New Book | J. Pierpont Morgan’s Library
From Scala:
Colin Bailey, Barry Bergdoll, Andrew Dolkart, Daria Rose Foner, Christine Nelson, and Brian Regan, J. Pierpont Morgan’s Library: Building the Bookman’s Paradise (London: Scala Arts Publishers, 2023), 256 pages, ISBN: 978-1785513992, £35 / $50.
This beautifully illustrated book celebrates the first-ever restoration of the exterior of J. Pierpont Morgan’s Library—the historic heart of the Morgan Library & Museum.
Morgan’s Library has stood as a significant cultural landmark ever since it was commissioned by J. Pierpont Morgan for personal use at the start of the twentieth century. Its transition to a public institution in the twenties has lent to an even greater flood of admiration and patronage, by both local and international audiences. The elegant design by Charles Follen McKim stands as one of the finest examples of neoclassical architecture in the United States, significant for its distinctive Italian Renaissance style and its opulent interior period rooms. The site has been designated both a National Historic Landmark and a New York City landmark, and it is listed on the National Register of Historic Places.

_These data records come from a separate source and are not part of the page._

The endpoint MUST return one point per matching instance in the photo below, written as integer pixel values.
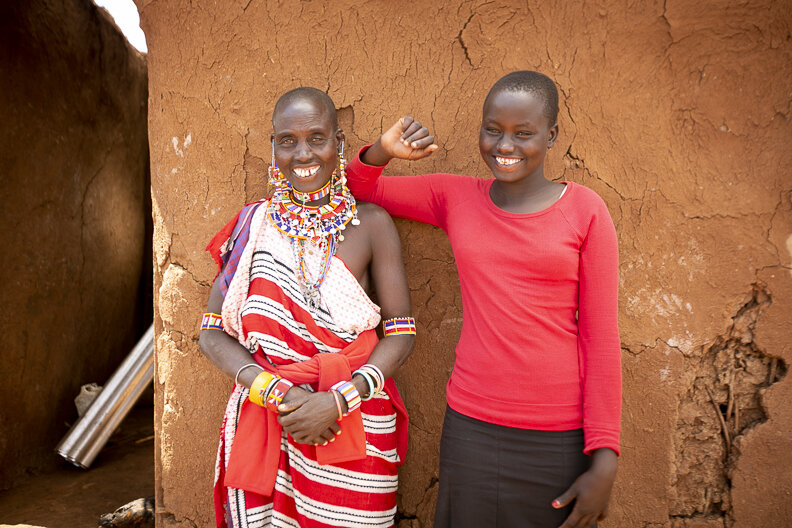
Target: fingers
(405, 122)
(575, 520)
(565, 498)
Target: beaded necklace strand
(303, 224)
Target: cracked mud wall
(677, 114)
(74, 156)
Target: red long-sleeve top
(540, 345)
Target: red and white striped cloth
(266, 311)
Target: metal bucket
(90, 433)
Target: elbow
(205, 343)
(407, 348)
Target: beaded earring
(276, 179)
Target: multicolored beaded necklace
(304, 224)
(313, 196)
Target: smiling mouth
(507, 162)
(306, 172)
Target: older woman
(314, 428)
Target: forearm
(228, 355)
(389, 354)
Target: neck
(520, 191)
(312, 198)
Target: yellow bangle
(259, 387)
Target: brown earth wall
(677, 113)
(75, 273)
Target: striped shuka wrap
(262, 477)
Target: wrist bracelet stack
(268, 390)
(374, 379)
(350, 394)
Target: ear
(552, 135)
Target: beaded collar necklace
(312, 196)
(322, 224)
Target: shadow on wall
(76, 209)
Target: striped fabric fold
(263, 478)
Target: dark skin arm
(372, 252)
(406, 139)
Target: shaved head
(535, 83)
(306, 93)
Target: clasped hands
(310, 417)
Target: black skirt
(497, 476)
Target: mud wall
(74, 158)
(678, 114)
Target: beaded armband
(399, 326)
(275, 396)
(350, 394)
(212, 321)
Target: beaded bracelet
(260, 387)
(212, 321)
(370, 382)
(275, 396)
(350, 394)
(376, 376)
(243, 367)
(399, 326)
(336, 396)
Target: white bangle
(243, 367)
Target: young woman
(531, 432)
(290, 320)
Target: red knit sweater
(540, 342)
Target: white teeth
(306, 173)
(506, 161)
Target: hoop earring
(276, 179)
(342, 164)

The book, following on the heels of the completed restoration, will punctuate this latest milestone in the building’s storied history.
Colin B. Bailey, Director of the Morgan Library & Museum, is a specialist in eighteenth-century French art.
Barry Bergdoll is the Meyer Schapiro Professor of Art History at Columbia University and the former chief curator in the Department of Architecture and Design at the Museum of Modern Art, New York.
Andrew Dolkart is a professor of historic preservation at the Columbia University Graduate School of Architecture, Planning and Preservation.
Daria Rose Foner is the former Research Associate to the Director of the Morgan Library & Museum and is now with the Old Masters Department at Sotheby’s, New York.
Christine Nelson is the former Drue Heinz Curator of Literary and Historical Manuscripts, The Morgan Library & Museum, now Fellowships Manager, the Library Company of Philadelphia.
Brian Regan is the architectural advisor to the Morgan Library & Museum.
New Book | Morgan―The Collector
From Arnoldsche Art Publishers:
Vanessa Sigalas and Jennifer Tonkovich, eds., Morgan―The Collector: Essays in Honor of Linda Roth’s 40th Anniversary at the Wadsworth Atheneum Museum of Art (Stuttgart: Arnoldsche Verlagsanstalt, 2023), 288 pages, ISBN: 978-3897906792, $65.
The essays in this lavishly illustrated volume offer a multi-faceted portrait of American financier J. Pierpont Morgan (1837–1913) as a collector of art.
A riveting exploration of Morgan’s acquisitions from antiquities to medieval manuscripts, to Old Master paintings, and European decorative arts, Morgan―The Collector introduces the reader to how and why he amassed his vast collection. The book also serve as a tribute to Linda Roth, curator at Wadsworth Atheneum Museum of Art, Hartford, Connecticut, who dedicated much of her forty-year career to researching Morgan and the over 1,500 works from his collection now in the museum. This volume is directed at both a scholarly audience and general readers interested in the history of collecting, European art, and America during the Gilded Age.